Endpoint MR for RDMA protocol by ryanhankins · Pull Request #1056 · aws/aws-ofi-nccl

ryanhankins · 2025-11-20T21:01:42Z

FI_MR_ENDPOINT Implementation for RDMA protocol

In the AWS OFI NCCL plugin, the implementation of FI_MR_ENDPOINT mode is required for certain providers. This mode necessitates a call to fi_mr_bind and fi_mr_enable on the MR to associate it with the endpoint with which it will be used. For RDMA mode that association affects the MR cache. In this series of commits, MRs are mapped to the appropriate rail endpoints depending on whether those MRs will be used for control or data transfer.

By submitting this pull request, I confirm that my contribution is made under the terms of the Apache 2.0 license.

rauteric

Thanks Ryan, made a first pass through the PR.

ryanhankins · 2025-12-08T17:47:35Z

Thanks for looking at this @rauteric. I have gotten a big pile of work to do separate from this, so I will get back to this. really appreciate the comments.

bwbarrett · 2026-01-27T22:45:26Z

bot:aws:retest

bwbarrett

a couple high level questions (let's talk before you change code):

The number of communicators is relatively bounded. It seems like the code is much more complex because we're trying to reuse buffers at the domain level. Does the code get simpler if we just allocate a buffer per communicator in MR_ENDPOINT mode?
Can you help me understand why we need to split the rail binding behavior? I'm not a huge fan of using templates in that code in general, but also not super clear I understand why we need to do all that work.

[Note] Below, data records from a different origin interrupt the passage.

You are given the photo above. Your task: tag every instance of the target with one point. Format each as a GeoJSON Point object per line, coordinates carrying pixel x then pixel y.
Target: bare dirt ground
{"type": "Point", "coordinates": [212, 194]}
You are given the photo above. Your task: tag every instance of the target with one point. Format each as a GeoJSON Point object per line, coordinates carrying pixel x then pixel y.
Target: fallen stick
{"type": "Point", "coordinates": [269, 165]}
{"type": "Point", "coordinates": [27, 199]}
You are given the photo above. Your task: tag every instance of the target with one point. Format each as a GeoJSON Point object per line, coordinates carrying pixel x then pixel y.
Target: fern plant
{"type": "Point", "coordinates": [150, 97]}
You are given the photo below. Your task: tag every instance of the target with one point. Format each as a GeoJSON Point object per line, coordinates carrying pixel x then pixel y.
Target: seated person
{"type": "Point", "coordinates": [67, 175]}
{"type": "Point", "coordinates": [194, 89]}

ryanhankins · 2026-02-10T14:15:31Z

Thanks for looking at this.

a couple high level questions (let's talk before you change code):

The number of communicators is relatively bounded. It seems like the code is much more complex because we're trying to reuse buffers at the domain level. Does the code get simpler if we just allocate a buffer per communicator in MR_ENDPOINT mode?

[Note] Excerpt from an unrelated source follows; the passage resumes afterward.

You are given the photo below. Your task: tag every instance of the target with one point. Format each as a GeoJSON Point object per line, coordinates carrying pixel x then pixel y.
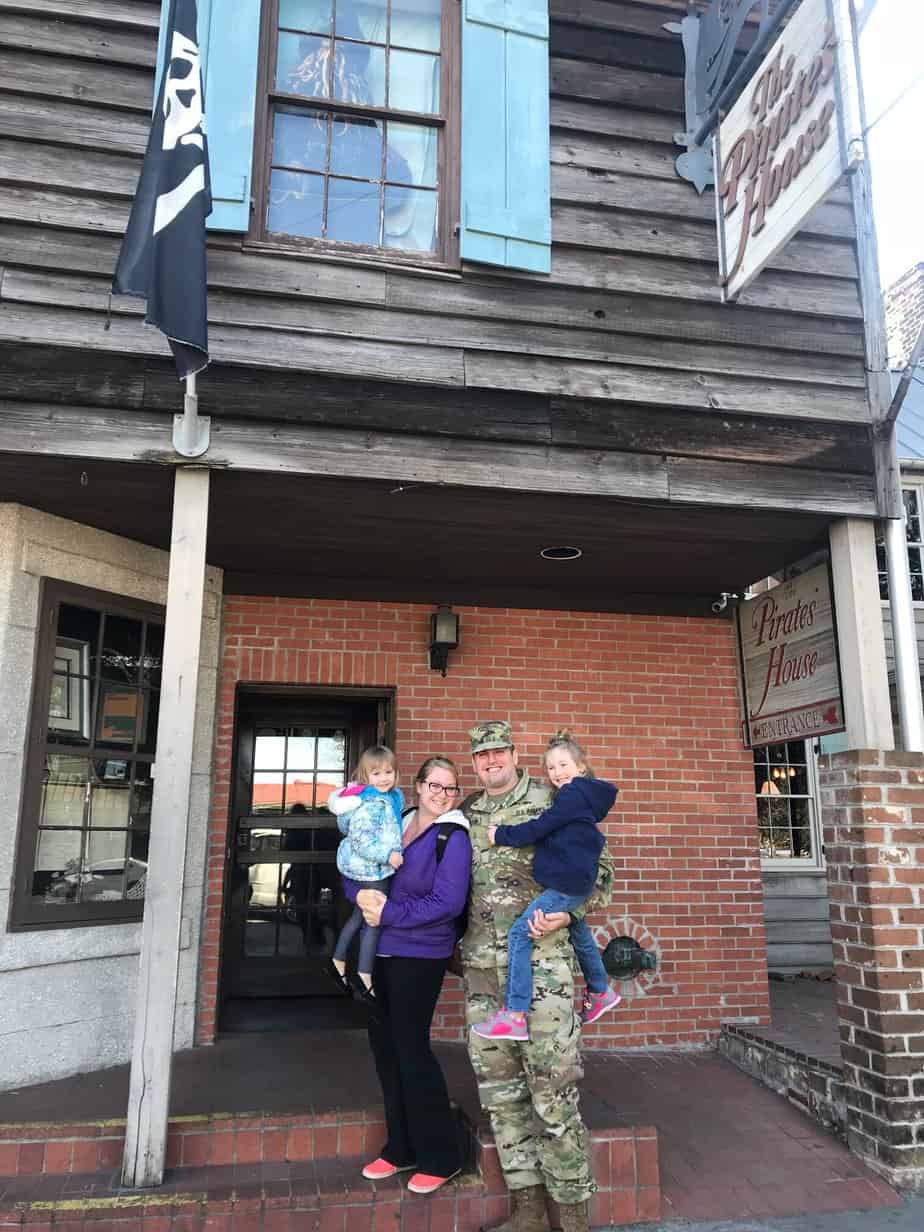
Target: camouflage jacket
{"type": "Point", "coordinates": [502, 877]}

Per communicator buffers in FI_MR_ENDPOINT mode would simplify this considerably. This would be much cleaner, and the resources used are small.

Can you help me understand why we need to split the rail binding behavior? I'm not a huge fan of using templates in that code in general, but also not super clear I understand why we need to do all that work.

The templates let us register on the data rails or control rails during registration; control buffers are only be registered on control rails and data buffers only on data rails. We can simply register on both data and control rails. We may have a hardware limit, but it may be high enough that we don't hit it.

ryanhankins · 2026-02-10T14:43:36Z

An additional thought here is that bind/enable commonly across control and data rails would simplify the MR caching logic as well; that was introduced as a skeleton in commit 0b8bc0f, but this would cause MRs to be generically registered and and the cache logic to track their type would become unnecessary.

bwbarrett · 2026-02-10T16:05:28Z

Per communicator buffers in FI_MR_ENDPOINT mode would simplify this considerably. This would be much cleaner, and the resources used are small.

Then let's make this Plan of Record. I eventually want to rewrite the flush code anyway to better handle dealing with Neuron and AMD semantics, and I think just having it associated with endpoints is going to be considerably simpler.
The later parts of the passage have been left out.